Malak Thawley, 34, died in 2016 after what her husband’s lawyers called a "cascade of negligence".

Alan Thawley sued over her death and over the nervous shock he suffered as a result.

The court was told "compensatory" damages had been paid, but not aggravated or exemplary.

But no details of the settlement were given.

Mr Thawley had claimed aggravated or exemplary damages on top of compensatory damages, because he said he and his wife were not told a junior doctor would be carrying out the procedure.

He claimed the master of the hospital, Dr Rhona Mahony, should have "come clean" and told him exactly what had happened to his wife, instead of telling him that her death had been "an accident".

Mrs Thawley was six weeks' pregnant when she had surgery for an ectopic pregnancy at Holles Street in Dublin on 8 May 2016.

Her husband was told the operation would take 30 minutes. But Mrs Thawley's aorta was cut with a surgical instrument and she bled to death.
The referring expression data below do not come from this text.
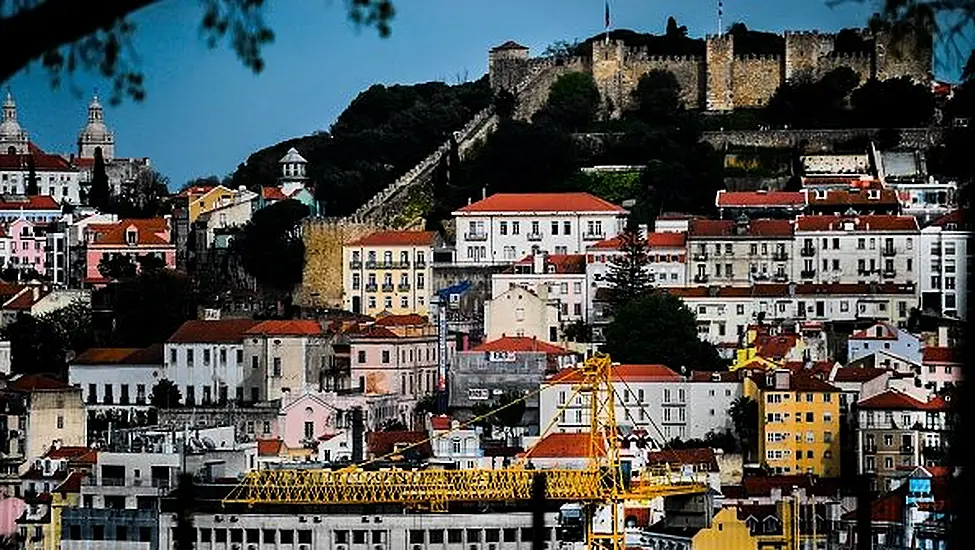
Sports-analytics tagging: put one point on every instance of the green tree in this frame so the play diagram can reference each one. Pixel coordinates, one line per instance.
(629, 271)
(270, 245)
(100, 39)
(31, 187)
(99, 192)
(657, 98)
(573, 102)
(117, 266)
(165, 394)
(657, 328)
(744, 417)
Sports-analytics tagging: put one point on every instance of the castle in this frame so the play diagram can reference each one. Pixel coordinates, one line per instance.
(719, 80)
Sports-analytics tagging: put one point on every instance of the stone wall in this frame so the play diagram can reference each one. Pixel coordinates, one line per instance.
(754, 79)
(322, 279)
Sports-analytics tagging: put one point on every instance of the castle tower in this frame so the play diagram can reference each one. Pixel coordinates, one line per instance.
(507, 65)
(13, 138)
(96, 134)
(719, 57)
(292, 175)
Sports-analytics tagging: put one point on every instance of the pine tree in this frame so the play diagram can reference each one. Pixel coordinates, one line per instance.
(99, 194)
(629, 275)
(31, 177)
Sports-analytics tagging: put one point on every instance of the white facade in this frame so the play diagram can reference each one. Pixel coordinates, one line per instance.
(505, 228)
(944, 267)
(862, 249)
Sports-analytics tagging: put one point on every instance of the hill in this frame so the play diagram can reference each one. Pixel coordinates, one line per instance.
(383, 133)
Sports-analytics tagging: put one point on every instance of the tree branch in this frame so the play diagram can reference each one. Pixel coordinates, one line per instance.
(22, 30)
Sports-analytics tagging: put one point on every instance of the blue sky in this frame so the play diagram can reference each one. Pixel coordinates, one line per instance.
(205, 112)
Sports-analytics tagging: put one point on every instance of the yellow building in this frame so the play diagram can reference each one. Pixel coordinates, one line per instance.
(799, 422)
(389, 271)
(726, 532)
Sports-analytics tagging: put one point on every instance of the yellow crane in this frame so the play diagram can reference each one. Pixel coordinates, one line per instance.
(600, 484)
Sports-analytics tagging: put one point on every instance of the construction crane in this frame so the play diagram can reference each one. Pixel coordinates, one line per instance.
(600, 488)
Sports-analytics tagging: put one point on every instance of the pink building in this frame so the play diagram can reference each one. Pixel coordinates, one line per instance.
(27, 242)
(134, 238)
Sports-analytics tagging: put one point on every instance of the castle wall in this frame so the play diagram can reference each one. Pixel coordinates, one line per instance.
(755, 78)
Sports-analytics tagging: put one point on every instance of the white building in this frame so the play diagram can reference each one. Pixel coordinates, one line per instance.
(944, 266)
(856, 249)
(561, 278)
(740, 252)
(653, 398)
(205, 359)
(505, 227)
(117, 377)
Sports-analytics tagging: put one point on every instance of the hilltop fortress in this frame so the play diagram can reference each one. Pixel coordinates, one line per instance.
(718, 80)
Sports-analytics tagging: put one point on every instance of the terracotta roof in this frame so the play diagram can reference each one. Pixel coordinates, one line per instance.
(860, 223)
(680, 457)
(397, 238)
(563, 445)
(756, 199)
(37, 382)
(272, 194)
(662, 239)
(728, 228)
(520, 344)
(409, 320)
(149, 232)
(383, 443)
(853, 374)
(782, 290)
(893, 399)
(628, 373)
(441, 422)
(222, 331)
(293, 327)
(541, 202)
(941, 356)
(36, 202)
(43, 162)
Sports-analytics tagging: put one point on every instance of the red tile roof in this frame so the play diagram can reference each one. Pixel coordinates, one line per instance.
(941, 356)
(728, 228)
(397, 238)
(222, 331)
(628, 373)
(37, 382)
(680, 457)
(860, 223)
(149, 232)
(758, 199)
(293, 327)
(36, 202)
(521, 344)
(853, 374)
(563, 445)
(541, 202)
(893, 399)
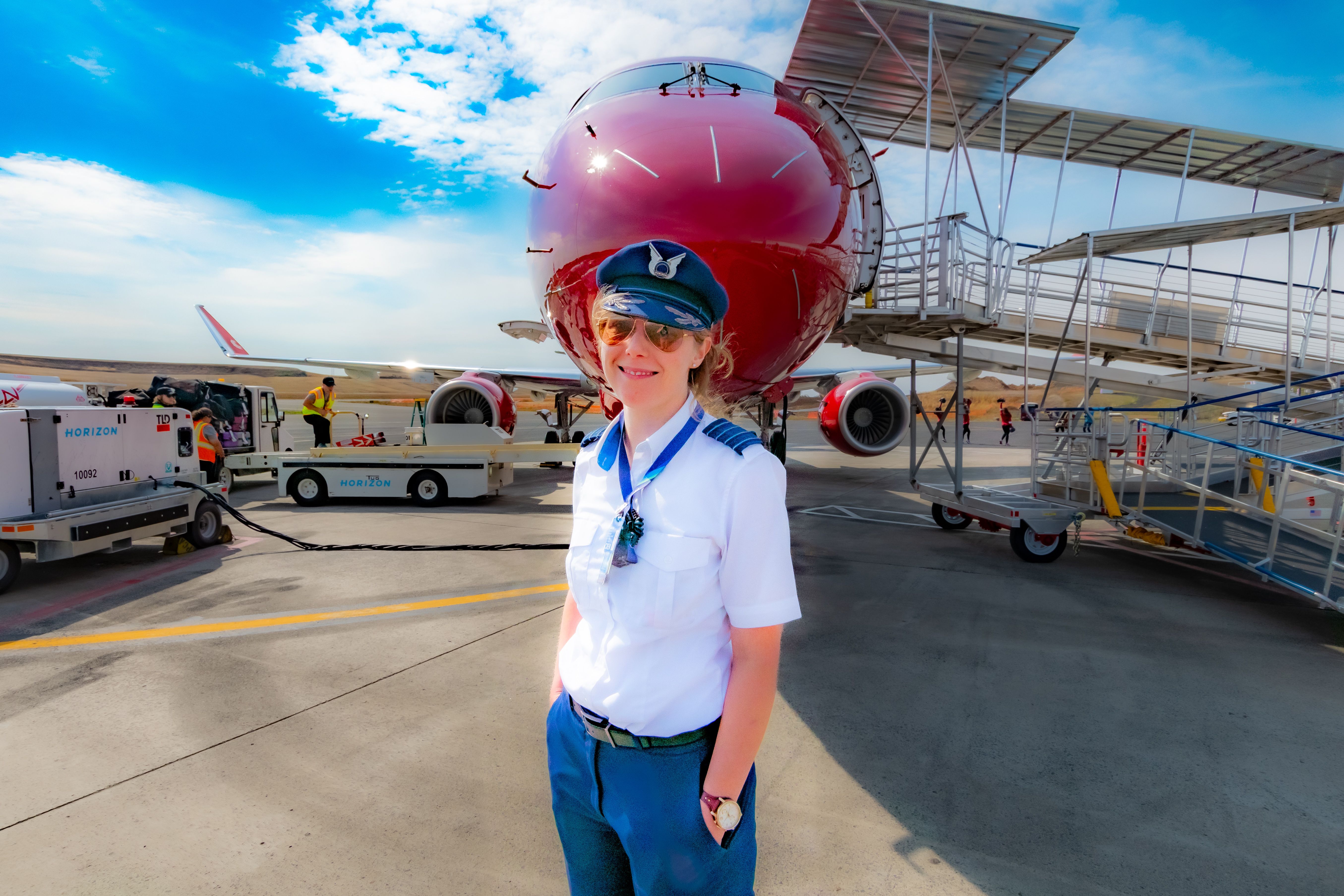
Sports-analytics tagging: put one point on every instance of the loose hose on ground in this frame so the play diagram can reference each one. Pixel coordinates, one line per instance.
(310, 546)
Mr Thawley's lawyers told the court last week that Mrs Thawley’s death was due to a "cascade of negligence".

The Thawleys were never told the operation would be carried out by a junior doctor, that he would not be supervised and there would not be a consultant present in the hospital.

There was a delay in realising what had happened and in taking measures to save her.

Mr Thawley claimed for exemplary damages on top of damages in compensation for his wife's death and the nervous shock he suffered.

His lawyers told the court he would never recover psychologically.

After more than an hour of discussions this morning, the court was told the action had been settled and the hospital had agreed to pay compensatory damages only, as well as Mr Thawley's costs.

Proceedings taken to expose 'cascade of negligence'

In a statement read outside court, Mr Thawley said he had been able to bring these proceedings to a satisfactory conclusion after a long and difficult process.

He said there was no compensation that could replace the profound loss of his wife's untimely and needless death.

Mr Thawley said the proceedings were begun to expose the cascade of negligence demonstrated by the hospital.

He said he would continue to work with the Minister for Health and his ministerial inquiry to ensure that he was the last person in Irish history who had to suffer what he had suffered and continued to suffer.

He also thanked his legal team for their hard work.

Mr Thawley's solicitor, Caoimhe Haughey, said she was very pleased the proceedings had been brought to an end and they were very satisfied with the outcome.

Ms Haughey said it was very disappointing that it had taken so long.

She said there had been a lot going on with Mr Thawley's case and he had gone through an internal inquiry, which they say was flawed, an inquest which was very heart rending and they were now dealing with a ministerial inquiry.

She said this story was not over yet.

A spokesperson for Minister for Health Simon Harris said the minister had recently requested the Health Information and Quality Authority to undertake an investigation into the circumstances surrounding Mrs Thawley's tragic death. 

She said, in these circumstances and in order to ensure that the process can unfold appropriately, neither the Minister nor the Department was in a position to make any further comment at this stage.

HIQA said the Minister had asked the authority to undertake a statutory investigation into the safety, quality and standards for the safe provision of obstetric and gynaecological surgery outside of core working hours at in the National Maternity Hospital. 

The agency said it had no further comment to make at this time.